Я смотрел на уголовников. Четыре человека — почтительная пустота отделяла их от нас — отставили чуть тронутые миски и уплетали свежий хлеб, мясо и масло. На всю камеру шелестела жестяным шумом сдираемая с колбас кожура, глухо всхлипывали всасываемые одним вдохом яйца, сухо трещало печенье. Потом они завалились на спину — махорочный дух заволок их, как маскировочная завеса. С тяжелым сердцем я отвел от них глаза. Это была мучительная загадка, я не мог ее решить. Их было вдесятеро меньше, чем нас, мы могли, навалившись, мгновенно растереть их в пятно — как же они захватили над нами власть? Неужели тот старик прав и все мы стали реально ничтожествами, чуть нас заклеймили лживыми названиями? Неужели клеймо, несколько словечек — так всевластны?
Я высказал соседу свои сомнения. Он испугался.
— Что ты! Что ты! Даже не думай об этом. Знаешь, что нам грозит, если мы возьмемся за них? Тюремное начальство не помилует.
Я возразил с тяжелым недоумением:
— Нас ни за что покарали самым тяжким наказанием, какое знает кодекс. Чем еще могут нам пригрозить?
Он горячо зашептал:
— Не говори так, не говори! Нас осудили неправильно, и мы должны так держаться, чтобы нам поверили. А кто поверит, что мы невинны, если мы что-то в тюрьме организуем?

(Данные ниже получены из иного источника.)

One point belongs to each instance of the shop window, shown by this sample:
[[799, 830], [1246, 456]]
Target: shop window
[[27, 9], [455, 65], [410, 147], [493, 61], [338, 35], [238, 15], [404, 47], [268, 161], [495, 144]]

Я не стал спорить. Мысли мои путались. Мир двигался мимо меня на голове, и я терзался, стараясь уловить в его движении хоть какой-нибудь смысл. Я был горячий сторонник нашей власти, а моя власть кричала мне в лицо: «Гад!» Бездействие перед подлостью и лицемерием возводились в достоинство. Этого достоинства — молчать, терпеть, трястись, примиряться с любой мерзостью — почему-то требовали от нас, чтобы признать нас снова хорошими. Я не понимал, кому это надо? Зачем это надо?

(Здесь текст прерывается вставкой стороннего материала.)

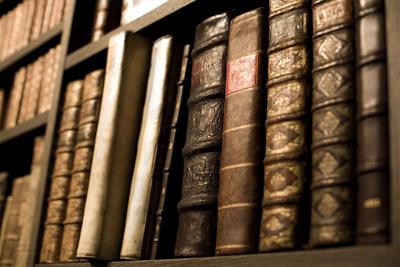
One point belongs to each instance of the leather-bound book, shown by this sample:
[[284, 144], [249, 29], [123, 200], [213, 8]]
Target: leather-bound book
[[242, 138], [151, 147], [333, 127], [3, 190], [15, 99], [372, 125], [198, 205], [38, 20], [115, 147], [167, 216], [106, 17], [11, 223], [25, 245], [286, 125], [88, 118], [59, 186]]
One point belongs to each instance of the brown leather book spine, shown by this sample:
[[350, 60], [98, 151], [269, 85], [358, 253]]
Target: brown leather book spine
[[15, 99], [372, 124], [89, 115], [198, 205], [286, 125], [333, 132], [47, 16], [62, 170], [165, 233], [38, 20], [242, 137]]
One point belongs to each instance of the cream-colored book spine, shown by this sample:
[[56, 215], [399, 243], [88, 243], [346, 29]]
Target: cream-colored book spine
[[115, 146], [147, 149]]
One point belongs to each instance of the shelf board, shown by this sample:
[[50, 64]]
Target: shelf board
[[363, 256], [140, 23], [42, 40], [24, 128]]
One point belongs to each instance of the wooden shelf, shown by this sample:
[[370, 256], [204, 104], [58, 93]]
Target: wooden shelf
[[24, 128], [41, 41], [153, 16], [336, 257]]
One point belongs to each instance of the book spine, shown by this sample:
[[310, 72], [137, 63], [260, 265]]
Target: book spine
[[85, 140], [241, 156], [14, 103], [151, 148], [165, 233], [198, 206], [372, 124], [57, 200], [115, 147], [333, 124]]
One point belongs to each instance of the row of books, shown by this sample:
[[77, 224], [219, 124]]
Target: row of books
[[32, 90], [27, 22], [16, 225], [255, 175]]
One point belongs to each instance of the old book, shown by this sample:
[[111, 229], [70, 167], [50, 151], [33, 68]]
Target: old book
[[11, 224], [115, 146], [134, 9], [27, 92], [286, 126], [166, 221], [242, 136], [198, 205], [151, 147], [3, 190], [27, 229], [38, 20], [91, 97], [333, 159], [62, 170], [106, 18], [47, 16], [15, 99], [372, 124]]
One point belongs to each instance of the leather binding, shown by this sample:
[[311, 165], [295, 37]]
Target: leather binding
[[372, 124], [11, 222], [115, 147], [151, 148], [25, 246], [57, 200], [166, 221], [14, 103], [242, 137], [198, 205], [85, 139], [3, 190], [286, 125], [333, 130], [106, 18]]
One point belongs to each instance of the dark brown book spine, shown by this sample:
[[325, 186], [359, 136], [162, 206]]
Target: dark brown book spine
[[89, 115], [165, 233], [372, 125], [242, 138], [62, 170], [286, 125], [198, 205], [333, 133]]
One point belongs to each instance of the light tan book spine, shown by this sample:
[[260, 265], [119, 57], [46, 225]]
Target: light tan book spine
[[115, 146], [15, 99]]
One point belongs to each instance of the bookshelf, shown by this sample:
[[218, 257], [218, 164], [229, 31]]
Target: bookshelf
[[168, 18]]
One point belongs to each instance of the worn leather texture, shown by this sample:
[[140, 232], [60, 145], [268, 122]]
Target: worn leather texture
[[198, 205], [333, 132], [372, 124]]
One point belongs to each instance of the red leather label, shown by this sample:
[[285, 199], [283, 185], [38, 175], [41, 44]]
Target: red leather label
[[241, 73]]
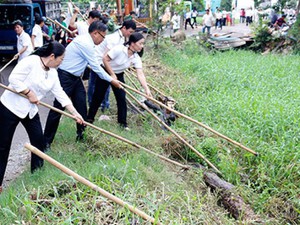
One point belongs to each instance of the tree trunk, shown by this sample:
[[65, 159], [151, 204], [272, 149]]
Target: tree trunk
[[230, 200]]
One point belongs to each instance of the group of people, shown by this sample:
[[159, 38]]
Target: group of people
[[58, 69]]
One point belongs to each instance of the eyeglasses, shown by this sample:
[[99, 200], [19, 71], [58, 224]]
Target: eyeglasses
[[101, 34]]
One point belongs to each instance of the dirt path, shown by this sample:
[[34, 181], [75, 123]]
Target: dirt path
[[19, 158], [237, 29]]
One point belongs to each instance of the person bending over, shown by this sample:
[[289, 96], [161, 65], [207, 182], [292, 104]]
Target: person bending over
[[116, 61], [34, 76]]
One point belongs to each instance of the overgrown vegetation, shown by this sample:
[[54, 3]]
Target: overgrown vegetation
[[251, 98]]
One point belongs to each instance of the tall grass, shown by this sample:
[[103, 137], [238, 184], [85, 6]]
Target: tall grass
[[251, 98]]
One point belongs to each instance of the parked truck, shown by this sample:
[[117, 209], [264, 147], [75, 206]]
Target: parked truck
[[26, 11]]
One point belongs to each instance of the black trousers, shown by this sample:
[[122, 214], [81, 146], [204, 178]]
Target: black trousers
[[74, 88], [99, 94], [188, 21], [8, 124]]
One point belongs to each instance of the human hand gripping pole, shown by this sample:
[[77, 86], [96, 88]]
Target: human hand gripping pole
[[105, 131], [192, 120]]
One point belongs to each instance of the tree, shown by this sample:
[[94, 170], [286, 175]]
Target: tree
[[226, 5]]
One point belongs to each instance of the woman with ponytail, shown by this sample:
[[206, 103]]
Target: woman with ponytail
[[116, 61], [34, 76]]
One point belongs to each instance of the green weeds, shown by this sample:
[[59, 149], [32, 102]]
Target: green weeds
[[250, 98]]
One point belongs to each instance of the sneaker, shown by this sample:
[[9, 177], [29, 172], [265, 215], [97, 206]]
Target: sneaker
[[79, 137], [47, 147]]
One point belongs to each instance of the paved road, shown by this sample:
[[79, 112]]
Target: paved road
[[237, 29], [19, 157]]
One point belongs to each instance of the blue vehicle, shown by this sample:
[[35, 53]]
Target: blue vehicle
[[26, 12]]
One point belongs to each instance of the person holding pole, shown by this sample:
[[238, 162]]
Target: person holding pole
[[24, 44], [34, 76], [116, 61], [79, 53], [117, 38], [83, 26]]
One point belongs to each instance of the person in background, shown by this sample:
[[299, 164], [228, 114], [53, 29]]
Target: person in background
[[194, 17], [79, 53], [24, 44], [60, 35], [83, 26], [219, 21], [116, 61], [33, 77], [50, 29], [242, 15], [131, 16], [119, 37], [175, 22], [62, 19], [280, 22], [188, 16], [37, 33], [249, 16], [208, 21]]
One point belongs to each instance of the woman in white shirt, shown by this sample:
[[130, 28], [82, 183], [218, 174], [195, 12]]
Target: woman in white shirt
[[34, 76], [116, 61]]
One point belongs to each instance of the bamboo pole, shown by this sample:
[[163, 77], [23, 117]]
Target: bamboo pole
[[192, 120], [103, 131], [174, 132], [131, 81], [151, 86], [79, 12], [88, 183], [59, 24], [7, 64], [134, 107]]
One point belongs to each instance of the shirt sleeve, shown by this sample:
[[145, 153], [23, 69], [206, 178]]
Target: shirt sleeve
[[89, 54], [34, 31], [20, 73], [26, 41], [59, 93], [137, 62]]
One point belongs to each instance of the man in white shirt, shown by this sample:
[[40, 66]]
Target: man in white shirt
[[207, 21], [175, 22], [83, 26], [188, 16], [37, 33], [79, 53], [117, 38], [24, 44]]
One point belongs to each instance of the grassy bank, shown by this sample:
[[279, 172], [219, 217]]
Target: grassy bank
[[250, 98]]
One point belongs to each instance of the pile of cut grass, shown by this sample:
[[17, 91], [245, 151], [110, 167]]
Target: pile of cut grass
[[251, 98]]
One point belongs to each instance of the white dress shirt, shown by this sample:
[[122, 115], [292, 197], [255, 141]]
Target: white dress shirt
[[29, 74], [109, 42], [82, 27], [79, 53], [38, 33], [23, 41], [120, 60]]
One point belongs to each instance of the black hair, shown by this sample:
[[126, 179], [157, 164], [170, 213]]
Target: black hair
[[18, 22], [129, 24], [49, 48], [135, 37], [39, 20], [97, 25], [94, 14]]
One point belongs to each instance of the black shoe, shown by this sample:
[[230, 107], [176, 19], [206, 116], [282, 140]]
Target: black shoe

Я расстелил на доске полотенце и выставил на него полученные перед этапом дары с воли — ветчину, сыр, сладкие сухари. Я знал, что это последняя вкусная еда в моей жизни, десять лет тюремного заключения не поездка в дом отдыха. Отныне будут заботиться не о процветании моем, а, может, только о том, чтобы я не зажился на свете.
— Ешьте, — сказал я соседу.
Мы запивали еду холодным кипятком. И вдруг кусок стал у меня комом что-то зловещее надвинулось из-за спины. Я испуганно обернулся. Все тот же осипший уголовник, раз уже обративший на меня внимание, стоял у наших нар, широко расставив ноги и засунув руки в прорези брюк, где нормально полагалось быть карманам.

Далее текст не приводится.